Quarante ans après l’assassinat du pasteur Martin Luther King, l’élection de Barack Obama  est un événement considérable qui revêt une charge émotionnelle certaine. La campagne électorale qui aura duré plus de 21 mois et coûté plus de deux milliards  de dollars fera-t-elle du 44e président des Etats-Unis d’Amérique un porteur d’illusions ou un président pragmatique ? C’est la toile de fond des questions que nous avons posées à Frédéric Niedzielski, Messin, professeur à l’Ecole des Hautes Etudes Internationales de Paris.


Avec l’élection de Barack Obama l’Amérique est-elle de retour ?



Avec Obama l’Amérique ne deviendra pas un pays exemplaire. Par contre elle devrait retrouver ses valeurs et renouer, il faut le souhaiter, avec l’héritage de Lincoln, de Roosevelt de J.F Kennedy. Ce dont les Etats-Unis ont le plus grand besoin, c’est de se réconcilier avec le monde. Obama peut y parvenir. Il est métis et ne descend pas d’une famille d’esclaves. Il ne renvoie pas l’Amérique à sa culpabilité ancestrale. Depuis son discours de Philadelphie du 18 mars 2008 nous savons que le nouveau président veut rompre avec le communautarisme caricatural qui ronge la société américaine.


Pourriez-vous être plus précis ?



Sous G.W Bush les Etats-Unis sont passé du rêve de l’hyper puissance au doute absolu. En huit ans le monde n’a pas attendu l’Amérique. Le conflit irakien a coûté plus de 2 000 milliards de dollars. Plus de 4 000 soldats américains ont été tués. Aujourd’hui le rêve américain n’existe plus. Le choc des civilisations cher à Samuel Huntington constituait le ciment pectique, le substrat intellectuel des conservateurs de l’administration Bush. L’analyse ne vaut plus. Aux Etats-Unis les petits propriétaires perdent leurs maisons, l’industrie automobile est au bord de la faillite, la crise environnementale est réelle. L’ Amérique ne pourra plus vivre à crédit, exporter ses déficits comme elle le fait depuis 1944, date des accords de Bretton Woods. Ce qui fondait l’imaginaire américain s’est évanoui.


En quoi l’élection de Barack Obama peut-elle changer le cours de l’histoire ?  


Obama ressemble au monde nouveau. Les origines d’Obama, son parcours, son expérience de travailleur social lui permettent de ressentir un monde en devenir. Il a réussi à s’imposer chez lui et dans le monde. Deux cent mille personnes se sont précipitées à Berlin pour l’entendre. Il porte l’espoir d’une réconciliation intérieure et l’espérance d’une politique étrangère plus équilibrée, d’un leadership américain plus éclairé. Mais n’oublions pas que Obama c’est « l’Amérique d’abord ». Il s’est opposé avec virulence à EADS et au contrat qu’Airbus devait souscrire avec l’aviation US. Obama c’est tout sauf de l’angélisme.

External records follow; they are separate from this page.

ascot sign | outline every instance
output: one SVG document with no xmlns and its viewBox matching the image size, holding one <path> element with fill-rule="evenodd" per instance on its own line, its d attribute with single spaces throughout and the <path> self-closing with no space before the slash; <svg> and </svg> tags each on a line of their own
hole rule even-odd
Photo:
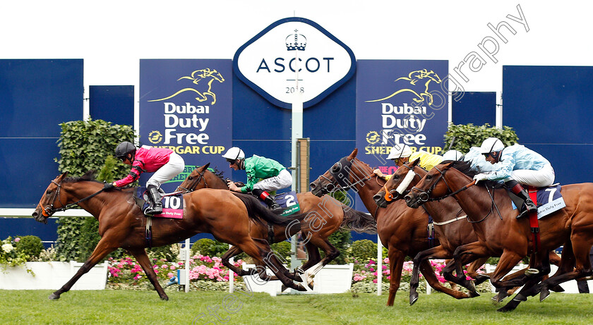
<svg viewBox="0 0 593 325">
<path fill-rule="evenodd" d="M 298 92 L 303 107 L 313 106 L 354 74 L 352 51 L 308 19 L 280 20 L 235 53 L 237 77 L 272 104 L 291 108 Z"/>
</svg>

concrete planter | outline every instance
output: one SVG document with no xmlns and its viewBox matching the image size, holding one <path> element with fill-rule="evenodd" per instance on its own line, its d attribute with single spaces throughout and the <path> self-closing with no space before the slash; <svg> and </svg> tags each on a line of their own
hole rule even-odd
<svg viewBox="0 0 593 325">
<path fill-rule="evenodd" d="M 28 262 L 25 267 L 9 267 L 0 272 L 0 289 L 57 290 L 68 282 L 83 263 L 67 262 Z M 97 264 L 76 281 L 71 290 L 102 290 L 107 281 L 107 262 Z"/>
</svg>

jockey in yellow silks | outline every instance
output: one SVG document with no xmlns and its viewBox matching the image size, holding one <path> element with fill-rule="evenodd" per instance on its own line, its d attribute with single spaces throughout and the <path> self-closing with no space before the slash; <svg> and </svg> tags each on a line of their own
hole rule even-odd
<svg viewBox="0 0 593 325">
<path fill-rule="evenodd" d="M 388 159 L 393 160 L 395 166 L 400 166 L 408 161 L 414 161 L 420 159 L 419 166 L 423 168 L 430 171 L 435 166 L 443 161 L 443 157 L 438 154 L 429 154 L 425 151 L 419 150 L 414 153 L 412 152 L 412 148 L 407 145 L 395 145 L 391 147 L 391 151 L 387 157 Z M 373 171 L 376 175 L 386 180 L 391 178 L 391 175 L 385 175 L 379 169 Z"/>
</svg>

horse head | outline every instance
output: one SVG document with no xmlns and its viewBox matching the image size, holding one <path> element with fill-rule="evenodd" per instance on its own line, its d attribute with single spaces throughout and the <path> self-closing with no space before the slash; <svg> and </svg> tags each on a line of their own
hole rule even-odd
<svg viewBox="0 0 593 325">
<path fill-rule="evenodd" d="M 416 209 L 431 199 L 441 200 L 451 193 L 449 185 L 445 180 L 445 173 L 454 164 L 455 162 L 448 162 L 431 169 L 404 197 L 407 206 Z"/>
<path fill-rule="evenodd" d="M 61 204 L 60 188 L 61 188 L 61 183 L 67 175 L 68 172 L 66 171 L 56 177 L 54 180 L 52 180 L 52 183 L 49 183 L 47 188 L 45 189 L 45 192 L 43 193 L 43 196 L 41 197 L 41 200 L 37 203 L 35 211 L 31 214 L 36 221 L 47 223 L 47 218 L 52 216 L 56 211 L 56 204 L 60 204 L 59 207 L 62 207 L 65 205 Z"/>
<path fill-rule="evenodd" d="M 348 190 L 374 176 L 369 165 L 357 159 L 358 149 L 346 156 L 311 183 L 311 192 L 318 197 L 335 190 Z"/>
<path fill-rule="evenodd" d="M 383 189 L 373 197 L 375 203 L 384 208 L 387 207 L 388 204 L 402 199 L 409 192 L 412 187 L 426 173 L 418 166 L 419 162 L 420 159 L 418 158 L 398 168 Z M 417 178 L 416 183 L 413 181 L 414 178 Z"/>
</svg>

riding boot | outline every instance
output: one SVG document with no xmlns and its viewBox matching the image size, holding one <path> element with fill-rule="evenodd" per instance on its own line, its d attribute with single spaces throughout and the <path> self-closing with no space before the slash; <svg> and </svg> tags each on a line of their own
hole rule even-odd
<svg viewBox="0 0 593 325">
<path fill-rule="evenodd" d="M 274 198 L 272 197 L 272 195 L 270 195 L 270 193 L 268 192 L 263 190 L 254 188 L 251 190 L 251 192 L 263 201 L 263 202 L 265 203 L 270 209 L 273 210 L 280 207 L 280 204 L 276 203 L 276 201 L 274 200 Z"/>
<path fill-rule="evenodd" d="M 517 180 L 510 180 L 505 182 L 505 185 L 513 194 L 517 195 L 517 197 L 523 201 L 523 204 L 521 204 L 521 211 L 519 215 L 517 216 L 517 219 L 521 218 L 532 212 L 537 213 L 537 207 L 532 201 L 527 190 L 523 188 L 521 184 L 519 184 Z"/>
<path fill-rule="evenodd" d="M 162 214 L 162 203 L 160 202 L 159 189 L 156 186 L 150 185 L 148 185 L 147 192 L 148 192 L 149 207 L 144 209 L 144 214 L 154 216 L 155 214 Z"/>
</svg>

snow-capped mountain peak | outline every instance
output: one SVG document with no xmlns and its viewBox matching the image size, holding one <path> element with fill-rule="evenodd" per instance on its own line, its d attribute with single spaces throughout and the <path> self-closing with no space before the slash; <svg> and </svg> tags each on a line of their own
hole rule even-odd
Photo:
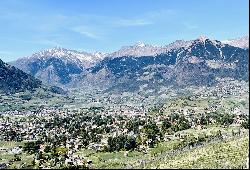
<svg viewBox="0 0 250 170">
<path fill-rule="evenodd" d="M 240 48 L 249 48 L 249 36 L 244 36 L 241 38 L 230 39 L 222 41 L 224 44 L 229 44 L 231 46 L 240 47 Z"/>
<path fill-rule="evenodd" d="M 30 57 L 27 57 L 29 59 L 47 59 L 47 58 L 60 58 L 63 60 L 70 60 L 70 61 L 79 61 L 79 62 L 88 62 L 88 63 L 94 63 L 96 61 L 99 61 L 100 59 L 102 59 L 104 56 L 103 53 L 87 53 L 87 52 L 79 52 L 76 50 L 68 50 L 66 48 L 62 48 L 62 47 L 54 47 L 51 49 L 46 49 L 46 50 L 42 50 L 39 51 L 37 53 L 34 53 L 33 55 L 31 55 Z"/>
<path fill-rule="evenodd" d="M 141 42 L 141 41 L 138 41 L 138 42 L 135 44 L 135 46 L 137 46 L 137 47 L 145 47 L 146 44 L 143 43 L 143 42 Z"/>
</svg>

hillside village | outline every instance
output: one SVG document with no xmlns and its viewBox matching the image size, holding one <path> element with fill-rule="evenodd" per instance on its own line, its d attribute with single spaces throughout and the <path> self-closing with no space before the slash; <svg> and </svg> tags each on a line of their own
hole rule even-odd
<svg viewBox="0 0 250 170">
<path fill-rule="evenodd" d="M 222 81 L 223 89 L 218 84 L 216 88 L 205 89 L 206 93 L 193 89 L 193 95 L 166 98 L 165 103 L 157 107 L 144 107 L 147 103 L 138 106 L 126 104 L 128 95 L 125 100 L 120 98 L 120 104 L 111 103 L 119 101 L 112 96 L 102 95 L 94 99 L 87 95 L 86 99 L 92 105 L 85 107 L 72 107 L 69 102 L 60 108 L 43 105 L 33 111 L 0 112 L 0 152 L 13 158 L 1 158 L 0 165 L 93 168 L 96 165 L 91 156 L 78 154 L 80 151 L 124 152 L 126 157 L 135 151 L 147 155 L 150 149 L 157 148 L 162 142 L 181 141 L 175 148 L 178 150 L 248 135 L 249 90 L 244 83 L 232 82 Z M 241 101 L 237 100 L 239 96 Z M 1 98 L 5 97 L 2 95 Z M 150 98 L 144 101 L 147 100 L 150 102 Z M 93 105 L 93 102 L 103 101 L 106 105 Z M 77 102 L 73 104 L 77 106 Z M 188 129 L 199 132 L 198 136 L 186 133 Z M 9 147 L 11 142 L 16 142 L 16 145 Z M 18 163 L 27 154 L 31 156 L 30 163 Z"/>
</svg>

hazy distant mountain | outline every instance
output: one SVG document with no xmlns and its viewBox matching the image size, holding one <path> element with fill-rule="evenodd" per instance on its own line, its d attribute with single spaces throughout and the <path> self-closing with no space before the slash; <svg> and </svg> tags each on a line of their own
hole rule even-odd
<svg viewBox="0 0 250 170">
<path fill-rule="evenodd" d="M 187 46 L 190 42 L 184 40 L 177 40 L 166 46 L 153 46 L 149 44 L 144 44 L 143 42 L 138 42 L 132 46 L 124 46 L 120 50 L 110 53 L 107 57 L 123 57 L 123 56 L 133 56 L 133 57 L 141 57 L 141 56 L 155 56 L 158 54 L 165 53 L 170 49 L 177 49 L 184 46 Z"/>
<path fill-rule="evenodd" d="M 10 64 L 39 78 L 45 84 L 66 85 L 103 57 L 102 53 L 91 54 L 56 47 Z"/>
<path fill-rule="evenodd" d="M 244 44 L 241 40 L 246 39 L 238 44 Z M 139 42 L 110 54 L 54 48 L 11 64 L 44 83 L 66 87 L 119 91 L 213 85 L 221 77 L 248 80 L 248 49 L 235 46 L 201 36 L 165 46 Z"/>
<path fill-rule="evenodd" d="M 225 44 L 229 44 L 240 48 L 249 48 L 249 36 L 244 36 L 237 39 L 222 41 Z"/>
<path fill-rule="evenodd" d="M 161 54 L 107 57 L 76 81 L 126 91 L 169 85 L 213 85 L 217 78 L 223 77 L 248 80 L 248 49 L 206 37 L 181 41 L 180 46 L 176 43 Z"/>
<path fill-rule="evenodd" d="M 0 60 L 0 91 L 14 93 L 34 90 L 41 85 L 40 80 Z"/>
</svg>

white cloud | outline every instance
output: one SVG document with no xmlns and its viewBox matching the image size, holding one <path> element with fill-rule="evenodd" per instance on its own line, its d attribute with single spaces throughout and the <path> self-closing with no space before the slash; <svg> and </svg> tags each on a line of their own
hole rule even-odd
<svg viewBox="0 0 250 170">
<path fill-rule="evenodd" d="M 144 26 L 144 25 L 152 25 L 152 21 L 148 21 L 146 19 L 118 19 L 113 22 L 114 26 L 122 27 L 122 26 Z"/>
<path fill-rule="evenodd" d="M 188 22 L 184 22 L 182 24 L 184 25 L 185 28 L 187 28 L 189 30 L 194 30 L 194 29 L 199 28 L 197 25 L 191 24 L 191 23 L 188 23 Z"/>
</svg>

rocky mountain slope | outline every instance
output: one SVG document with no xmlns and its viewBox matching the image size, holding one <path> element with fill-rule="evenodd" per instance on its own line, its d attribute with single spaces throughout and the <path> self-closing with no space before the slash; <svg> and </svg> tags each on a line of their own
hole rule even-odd
<svg viewBox="0 0 250 170">
<path fill-rule="evenodd" d="M 11 64 L 46 84 L 117 91 L 248 80 L 249 49 L 229 44 L 201 36 L 160 47 L 139 42 L 107 55 L 54 48 Z"/>
<path fill-rule="evenodd" d="M 10 64 L 50 85 L 65 85 L 74 76 L 101 60 L 102 53 L 86 53 L 53 48 L 18 59 Z"/>
<path fill-rule="evenodd" d="M 248 80 L 249 50 L 199 37 L 153 56 L 107 57 L 77 81 L 117 91 L 211 86 L 218 78 Z M 74 84 L 77 84 L 76 82 Z"/>
<path fill-rule="evenodd" d="M 222 41 L 225 44 L 229 44 L 231 46 L 240 47 L 240 48 L 249 48 L 249 36 L 244 36 L 237 39 L 225 40 Z"/>
<path fill-rule="evenodd" d="M 41 87 L 42 82 L 0 60 L 0 91 L 14 93 Z"/>
</svg>

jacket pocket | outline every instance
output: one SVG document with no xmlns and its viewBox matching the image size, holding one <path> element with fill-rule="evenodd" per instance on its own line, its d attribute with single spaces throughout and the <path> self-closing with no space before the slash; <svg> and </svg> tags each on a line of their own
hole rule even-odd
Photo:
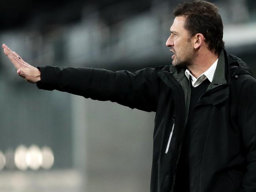
<svg viewBox="0 0 256 192">
<path fill-rule="evenodd" d="M 166 149 L 165 149 L 166 154 L 167 154 L 168 153 L 168 151 L 169 150 L 169 148 L 170 147 L 170 145 L 171 143 L 171 141 L 172 140 L 172 133 L 173 133 L 173 130 L 174 129 L 175 126 L 175 116 L 174 116 L 174 118 L 172 120 L 172 130 L 171 130 L 171 132 L 170 133 L 170 136 L 169 136 L 169 139 L 168 140 L 168 143 L 167 143 L 167 145 L 166 147 Z"/>
</svg>

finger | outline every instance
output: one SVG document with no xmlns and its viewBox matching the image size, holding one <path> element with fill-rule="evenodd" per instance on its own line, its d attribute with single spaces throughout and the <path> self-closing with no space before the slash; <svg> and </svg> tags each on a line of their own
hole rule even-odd
<svg viewBox="0 0 256 192">
<path fill-rule="evenodd" d="M 26 62 L 16 53 L 13 52 L 5 44 L 2 45 L 4 52 L 7 57 L 11 60 L 16 69 L 19 69 L 22 65 L 26 65 Z"/>
<path fill-rule="evenodd" d="M 24 73 L 19 69 L 17 70 L 17 74 L 23 77 L 24 76 Z"/>
<path fill-rule="evenodd" d="M 21 56 L 19 55 L 19 54 L 17 53 L 16 53 L 14 51 L 13 51 L 13 53 L 14 56 L 17 60 L 19 60 L 22 62 L 24 62 L 24 60 L 23 59 L 22 59 L 22 58 L 21 58 Z"/>
</svg>

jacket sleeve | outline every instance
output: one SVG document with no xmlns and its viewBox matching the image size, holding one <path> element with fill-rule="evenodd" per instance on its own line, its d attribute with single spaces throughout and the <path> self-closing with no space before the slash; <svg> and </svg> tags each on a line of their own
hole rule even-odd
<svg viewBox="0 0 256 192">
<path fill-rule="evenodd" d="M 240 91 L 239 122 L 246 157 L 241 192 L 256 191 L 256 80 L 249 76 Z"/>
<path fill-rule="evenodd" d="M 134 73 L 90 68 L 38 67 L 39 89 L 62 91 L 99 101 L 110 101 L 131 108 L 155 111 L 158 83 L 155 69 L 146 68 Z"/>
</svg>

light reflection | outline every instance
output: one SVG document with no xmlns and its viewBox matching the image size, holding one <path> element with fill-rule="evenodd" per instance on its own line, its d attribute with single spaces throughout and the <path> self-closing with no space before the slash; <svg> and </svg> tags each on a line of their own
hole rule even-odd
<svg viewBox="0 0 256 192">
<path fill-rule="evenodd" d="M 25 170 L 28 168 L 36 170 L 40 167 L 49 170 L 54 163 L 53 153 L 49 147 L 45 146 L 41 149 L 37 145 L 32 145 L 28 149 L 21 145 L 16 149 L 14 156 L 15 165 L 21 170 Z"/>
<path fill-rule="evenodd" d="M 51 168 L 54 162 L 54 156 L 50 148 L 44 147 L 42 148 L 42 167 L 45 169 Z"/>
<path fill-rule="evenodd" d="M 26 157 L 28 149 L 24 145 L 20 145 L 15 151 L 14 162 L 17 168 L 22 171 L 28 168 Z"/>
</svg>

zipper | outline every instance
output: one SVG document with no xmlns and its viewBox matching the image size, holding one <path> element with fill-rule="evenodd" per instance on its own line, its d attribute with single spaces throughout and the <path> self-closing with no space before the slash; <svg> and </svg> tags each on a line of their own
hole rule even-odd
<svg viewBox="0 0 256 192">
<path fill-rule="evenodd" d="M 168 140 L 167 146 L 166 146 L 166 149 L 165 150 L 166 154 L 167 154 L 167 153 L 168 153 L 168 150 L 169 150 L 169 148 L 170 147 L 170 144 L 171 143 L 172 137 L 172 133 L 173 133 L 173 130 L 174 129 L 174 126 L 175 126 L 175 116 L 174 116 L 174 118 L 172 120 L 172 130 L 171 131 L 171 132 L 170 133 L 170 136 L 169 137 L 169 140 Z"/>
</svg>

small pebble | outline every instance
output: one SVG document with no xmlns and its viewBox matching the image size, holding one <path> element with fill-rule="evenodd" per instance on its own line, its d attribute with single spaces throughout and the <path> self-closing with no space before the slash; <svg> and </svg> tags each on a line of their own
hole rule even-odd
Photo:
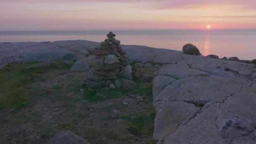
<svg viewBox="0 0 256 144">
<path fill-rule="evenodd" d="M 128 105 L 128 104 L 127 104 L 127 103 L 125 101 L 124 101 L 123 103 L 123 104 L 123 104 L 123 105 Z"/>
</svg>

Que faut il attendre de Barack Obama ?



Relisons Bakounine : « Nous sommes nos propres maîtres » écrivait-il. Evitons de réinventer l’atlantisme à tout instant. L’Amérique n’est plus le centre de l’Occident. Et l’Occident n’est plus le centre du monde. Les pays occidentaux représentent 13 % de la population mondiale contre 44 % il y a un demi-siècle ! Obama devra apporter des solutions rapides, choisir ses priorités, calmer les impatiences. Wall Street et les milieux financiers même s’ils l’ont soutenu ne seront pas des partenaires faciles. Obama doit ramener son pays au monde. Son slogan « Yes we can » doit être completé par un utile « but not alone ». L’Amérique peut renouer avec des principes qu’elle a bafoués à Abou Ghraih, à Guantanamo. Elle doit cesser de rudoyer les dirigeants latino-américains, redéfinir sa position en Irak, au Pakistan, en Afghanistan… apprendre à parler avec l’Europe sur un pied d’égalité, enfin !


L’Amérique a-t-elle donné une leçon au monde ?



Oui car la politique est chargée de symboles. B.Obama est un symbole positif, un symbole de rassemblement, de fraternité. Il faut espérer que ce soit un symbole de réconciliation. Obama c’est l’histoire du possible, une belle et grande histoire.